Used to live in the city centre but moved out as got to the point could afford the apartment, but not go out. What with spiralling costs these days, makes it difficult, am not on a bad salary, but unless you're sharing, win the lottery or are on 40k plus you're priced out of it....never mind not being able to buy a property in the centre...will make do with the odd excursions in from the 'burbs

Kev PJuly 29th 2008.

I live in the heart of the city centre on the edge of Chinatown behind the Art Gallery and I love it to bits. Everything I need - bars, shops, restaurants, clubs, galleries, theatres - is within a 5/10 minute walk and I love the atmosphere of the city at night. There are some problems - noise is sometimes an issue with the idiot drunks stumbling past at night and there is a severe lack of amenities like dentists and GPs (although we're getting a new health centre in the next year). The main problem is the lack of a community identity - city centre dwellers tend to be quite insular and you don't have the community spirit you get in smaller, more close knit areas. I'm not really sure what can be done about this though? However, other than these issues I love it in the city centre!

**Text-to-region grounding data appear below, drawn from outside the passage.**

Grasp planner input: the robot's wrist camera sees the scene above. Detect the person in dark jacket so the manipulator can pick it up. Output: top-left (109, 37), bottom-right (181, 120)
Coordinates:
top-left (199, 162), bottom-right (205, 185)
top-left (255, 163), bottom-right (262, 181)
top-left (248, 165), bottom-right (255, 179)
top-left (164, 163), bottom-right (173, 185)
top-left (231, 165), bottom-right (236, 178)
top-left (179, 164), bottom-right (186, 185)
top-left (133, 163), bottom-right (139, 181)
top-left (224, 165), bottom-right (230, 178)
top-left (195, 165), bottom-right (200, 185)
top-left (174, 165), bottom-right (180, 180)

burt CodeineJuly 29th 2008.

I think Ancoats is a little short on that front rayne - perhaps not the greatest distance to the nearest shops but certainly no immediate doorstep amenities (where are all the DVD rental shops too?) as far as I am aware. With a young family now, I cannot see myself living in the city centre in the UK at least...much as I'd like to - by the time somewhere like Holt Town & New Islington is up and running, the kids will have likely flown the nest anyway.

GregJuly 29th 2008.

I live in a warehouse on Whitworth St. I had to leave my last place because it was a plywood new build and the noise became unbearable. My new place is an old conversion and I never hear my neighbours from any side and it's glorious. However I do sleep with earplugs because they can't double glaze the listed windows and Whitworth St is a thoroughfare for loud clubbers and drinkers. I'm woken up maybe once a fortnight by them, but I can live with that. When I go to the countryside I can't sleep through the silence. What would make me leave would be that I could never afford to buy so if I wanted to get on the property ladder it would have to be in a criminal suburb. Also if they built schools in town and subsequently there were kids living in my building I'd probably want to leave then too.

AnonymousJuly 29th 2008.

I live in town and love it. Everything is so convenient and the buzz of living in the centre is fab. We have had the odd problem with tramps getting into our building but apart from that its great. I used to live in Levenshulme and had loads of hassle there aswell as never feeling safe so much prefer it! Could do with a few more parks though, All great cities have a great park, like New York, London and Barcelona.